Il presidente del Consiglio, Matteo Renzi, è apparso a Beirut, in Libano, vestito con l’uniforme militare per fare visita alle truppe italiane presenti alla base Unifil di Shama. Con lui c’era il capo dello Stato maggiore della Difesa, Claudio Graziano, e l'ambasciatore italiano in Libano, Massimo Marotti.
L’arrivo di Renzi
La visita istituzionale di Renzi, con tanto di selfie e tweet, ha voluto rafforzare la risposta dell’Italia alla guerra contro il terrorismo. “Dobbiamo rispondere lavorando costantemente per non farci sconfiggere dalla paura in patria, ma venendo anche qui, con la consapevolezza e l'orgoglio di essere italiani", ha detto il premier.
Renzi ha sottolineato che questo è un momento storico per la regione, che merita più attenzione da parte dell’Europa.

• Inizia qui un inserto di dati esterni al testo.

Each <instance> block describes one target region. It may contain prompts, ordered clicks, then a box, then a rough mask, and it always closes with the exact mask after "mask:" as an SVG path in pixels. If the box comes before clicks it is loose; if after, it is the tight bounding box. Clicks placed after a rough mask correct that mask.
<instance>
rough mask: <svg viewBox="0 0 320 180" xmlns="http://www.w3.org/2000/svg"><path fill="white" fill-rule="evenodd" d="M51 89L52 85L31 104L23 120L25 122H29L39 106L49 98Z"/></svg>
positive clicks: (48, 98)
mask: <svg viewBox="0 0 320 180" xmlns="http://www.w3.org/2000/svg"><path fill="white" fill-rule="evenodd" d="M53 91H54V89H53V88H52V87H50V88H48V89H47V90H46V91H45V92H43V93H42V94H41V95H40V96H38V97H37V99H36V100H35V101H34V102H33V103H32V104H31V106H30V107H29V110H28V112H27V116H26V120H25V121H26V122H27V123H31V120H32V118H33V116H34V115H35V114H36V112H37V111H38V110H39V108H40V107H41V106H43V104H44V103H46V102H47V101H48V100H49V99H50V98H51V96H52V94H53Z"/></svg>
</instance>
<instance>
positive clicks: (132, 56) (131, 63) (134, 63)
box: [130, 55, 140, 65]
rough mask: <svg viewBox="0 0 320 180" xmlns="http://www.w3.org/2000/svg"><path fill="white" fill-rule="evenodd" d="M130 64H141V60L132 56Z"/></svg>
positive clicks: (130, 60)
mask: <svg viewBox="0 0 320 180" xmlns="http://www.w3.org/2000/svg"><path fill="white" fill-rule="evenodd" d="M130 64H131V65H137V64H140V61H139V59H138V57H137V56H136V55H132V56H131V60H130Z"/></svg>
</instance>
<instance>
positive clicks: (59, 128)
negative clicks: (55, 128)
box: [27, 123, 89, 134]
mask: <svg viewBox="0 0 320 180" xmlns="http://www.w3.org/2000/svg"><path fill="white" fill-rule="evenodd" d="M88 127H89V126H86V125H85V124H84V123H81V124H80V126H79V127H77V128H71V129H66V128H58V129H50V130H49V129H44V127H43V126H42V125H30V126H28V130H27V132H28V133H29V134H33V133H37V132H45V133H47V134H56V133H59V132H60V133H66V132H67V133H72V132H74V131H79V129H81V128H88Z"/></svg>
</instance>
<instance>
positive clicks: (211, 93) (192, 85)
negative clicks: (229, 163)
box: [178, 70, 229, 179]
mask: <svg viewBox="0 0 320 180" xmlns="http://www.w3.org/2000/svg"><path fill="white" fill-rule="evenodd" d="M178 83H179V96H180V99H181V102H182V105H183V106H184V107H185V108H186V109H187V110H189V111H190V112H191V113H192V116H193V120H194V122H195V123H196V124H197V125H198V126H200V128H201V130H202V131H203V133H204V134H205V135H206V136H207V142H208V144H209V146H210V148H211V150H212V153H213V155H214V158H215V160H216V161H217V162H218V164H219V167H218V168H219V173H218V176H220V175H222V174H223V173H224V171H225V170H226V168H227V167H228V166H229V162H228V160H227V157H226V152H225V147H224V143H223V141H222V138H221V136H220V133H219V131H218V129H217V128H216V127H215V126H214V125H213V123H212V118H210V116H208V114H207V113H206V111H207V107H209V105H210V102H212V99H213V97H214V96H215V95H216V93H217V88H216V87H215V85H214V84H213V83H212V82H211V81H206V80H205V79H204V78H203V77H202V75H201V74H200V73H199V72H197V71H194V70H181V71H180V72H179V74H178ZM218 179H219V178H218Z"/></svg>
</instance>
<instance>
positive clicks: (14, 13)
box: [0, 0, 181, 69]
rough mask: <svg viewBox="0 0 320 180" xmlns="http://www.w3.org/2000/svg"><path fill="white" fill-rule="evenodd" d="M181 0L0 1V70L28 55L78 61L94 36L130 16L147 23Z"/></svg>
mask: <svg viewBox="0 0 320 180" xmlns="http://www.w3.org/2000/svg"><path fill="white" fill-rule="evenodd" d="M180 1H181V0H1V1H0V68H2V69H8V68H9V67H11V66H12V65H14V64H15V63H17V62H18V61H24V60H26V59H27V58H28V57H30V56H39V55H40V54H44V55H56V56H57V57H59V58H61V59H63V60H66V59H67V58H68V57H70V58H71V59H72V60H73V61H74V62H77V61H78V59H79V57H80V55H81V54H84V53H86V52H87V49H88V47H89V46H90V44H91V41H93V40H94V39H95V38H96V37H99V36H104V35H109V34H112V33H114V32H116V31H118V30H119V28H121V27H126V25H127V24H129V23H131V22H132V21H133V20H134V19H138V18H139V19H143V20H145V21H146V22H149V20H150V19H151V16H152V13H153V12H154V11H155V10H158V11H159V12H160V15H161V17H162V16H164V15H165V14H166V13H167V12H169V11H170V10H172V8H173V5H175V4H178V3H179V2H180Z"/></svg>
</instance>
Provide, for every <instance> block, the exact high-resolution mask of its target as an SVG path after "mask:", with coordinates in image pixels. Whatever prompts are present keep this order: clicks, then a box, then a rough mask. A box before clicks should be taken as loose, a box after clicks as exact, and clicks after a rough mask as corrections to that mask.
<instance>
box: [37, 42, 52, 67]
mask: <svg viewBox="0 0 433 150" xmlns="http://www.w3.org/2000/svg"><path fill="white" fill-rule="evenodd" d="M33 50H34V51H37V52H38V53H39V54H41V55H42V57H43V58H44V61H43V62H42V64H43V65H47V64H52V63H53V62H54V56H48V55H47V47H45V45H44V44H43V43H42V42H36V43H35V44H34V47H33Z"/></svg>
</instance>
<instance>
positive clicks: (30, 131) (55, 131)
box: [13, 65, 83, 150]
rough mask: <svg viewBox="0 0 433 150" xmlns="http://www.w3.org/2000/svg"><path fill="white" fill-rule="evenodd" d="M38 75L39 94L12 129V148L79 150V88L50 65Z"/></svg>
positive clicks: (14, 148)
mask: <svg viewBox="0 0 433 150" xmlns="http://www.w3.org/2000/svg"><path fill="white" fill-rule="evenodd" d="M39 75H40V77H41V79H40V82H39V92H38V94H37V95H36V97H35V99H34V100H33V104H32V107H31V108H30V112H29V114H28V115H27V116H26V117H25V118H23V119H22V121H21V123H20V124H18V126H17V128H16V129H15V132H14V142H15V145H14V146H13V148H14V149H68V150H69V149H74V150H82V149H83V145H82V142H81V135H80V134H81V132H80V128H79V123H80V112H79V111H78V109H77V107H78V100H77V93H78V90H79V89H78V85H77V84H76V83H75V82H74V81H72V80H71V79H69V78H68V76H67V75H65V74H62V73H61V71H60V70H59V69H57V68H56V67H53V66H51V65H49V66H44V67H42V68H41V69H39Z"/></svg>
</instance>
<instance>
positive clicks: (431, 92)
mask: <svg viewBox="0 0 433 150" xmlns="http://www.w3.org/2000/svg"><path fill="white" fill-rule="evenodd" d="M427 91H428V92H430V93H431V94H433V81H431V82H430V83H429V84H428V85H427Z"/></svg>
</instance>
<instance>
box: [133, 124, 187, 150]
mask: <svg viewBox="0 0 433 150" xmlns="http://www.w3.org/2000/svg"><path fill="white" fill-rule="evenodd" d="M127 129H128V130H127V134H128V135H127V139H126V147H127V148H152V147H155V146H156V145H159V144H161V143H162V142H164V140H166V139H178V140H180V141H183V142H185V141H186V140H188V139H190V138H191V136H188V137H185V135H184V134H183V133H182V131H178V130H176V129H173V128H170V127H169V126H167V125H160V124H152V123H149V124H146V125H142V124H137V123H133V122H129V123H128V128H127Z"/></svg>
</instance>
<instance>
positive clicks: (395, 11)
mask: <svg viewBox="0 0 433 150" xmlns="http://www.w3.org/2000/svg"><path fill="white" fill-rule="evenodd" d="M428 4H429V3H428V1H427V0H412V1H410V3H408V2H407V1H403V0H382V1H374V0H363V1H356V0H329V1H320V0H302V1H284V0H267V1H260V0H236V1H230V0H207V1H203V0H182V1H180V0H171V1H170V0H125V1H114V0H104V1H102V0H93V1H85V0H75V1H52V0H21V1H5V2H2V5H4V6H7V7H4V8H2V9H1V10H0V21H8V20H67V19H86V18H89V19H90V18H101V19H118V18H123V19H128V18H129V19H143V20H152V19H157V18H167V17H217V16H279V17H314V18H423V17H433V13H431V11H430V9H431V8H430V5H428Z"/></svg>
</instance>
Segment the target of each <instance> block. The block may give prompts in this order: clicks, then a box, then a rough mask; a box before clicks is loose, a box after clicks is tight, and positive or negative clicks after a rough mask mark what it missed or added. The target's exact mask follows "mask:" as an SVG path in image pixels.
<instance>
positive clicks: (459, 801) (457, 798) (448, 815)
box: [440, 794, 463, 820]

Gli italiani sono presenti sul territorio libanese con l’Unifil, la forza di interposizione delle Nazioni Unite al sud del Libano, nel confine con Israele.
Stesse divisioni
Ma poco è cambiato in Libano da quando, dieci anni fa, sono andati via i soldati siriani che avevano occupato il Paese. Dopo l’assassinio dell’ex primo ministro libanese Rafik Hariri, il 14 febbraio del 2005, è cominciata la Rivoluzione dei Cedri. Il presidente siriano Bashar al-Assad si è visto costretto a ritirare le forze dal Libano e mettere fine alla tutela sul Paese. Oggi invece sono i miliziani libanesi di Hezbollah che stanno aiutando le brigate ribelli contro il regime di Assad.
Un Paese, due bandi
Uno degli effetti immediati del ritiro delle forze siriane è stato il rafforzamento del movimento Hezbollah, l’unico gruppo sciita che dopo la guerra civile libanese mantiene ancora le sue armi e combatte con la Siria e l’Iran. Un’altra conseguenza è stata la destabilizzazione della politica libanese, divisa in due fazioni: a favore della Siria e contro la Siria.
Hezbollah e i suoi alleati (sciiti e maroniti) sono dalla parte siriana-iraniana, mentre il principale gruppo sunnita, il Movimento Mustaqbal di Saad Hariri (figlio dell’ex premier ucciso) e i suoi alleati cristiani, sono dalla parte della coalizione occidentale con gli Stati Unti, Francia ma anche l’Arabia Saudita.
L’unica differenza
Secondo Barah Mikail, ricercatore del think tank Fride, “la Siria ha meno influenza sul Libano rispetto a 10 anni fa, anche se conta adesso su agenti di intelligence dentro il Paese. Ma non è così determinante sugli affari politici interni come lo era nel 2005. Questa è la gran differenza”. L’influenza di Damasco però continua in maniera indiretta, attraverso le fazioni politiche che fanno parte della strategia regionale. Per l’analista, il regime di Assad si è rafforzato grazie alla strategia militare di Hezbollah. Nella battaglia di Al Qusayr, per esempio, è stata decisiva la partecipazione della milizia sciita.
Speranze di pace
Tutte queste divisioni che si mantengono nel tempo contribuiscono alla paralisi delle istituzioni libanesi.
Il ruolo della presidenza, ad esempio, resta insignificante. Mikail crede che le speranze di un accordo tra i gruppi in conflitto è illusorio: “È da un anno che non riescono a mettersi d’accordo in Parlamento su chi deve occuparsi dell’incarico legislativo, che secondo il sistema deve restare in mano a un cristiano. Hezbollah è uscito più forte, non solo per la sua capacità in Libano, ma perché riesce a operare in più fronti, come quello in Siria e in Israele”.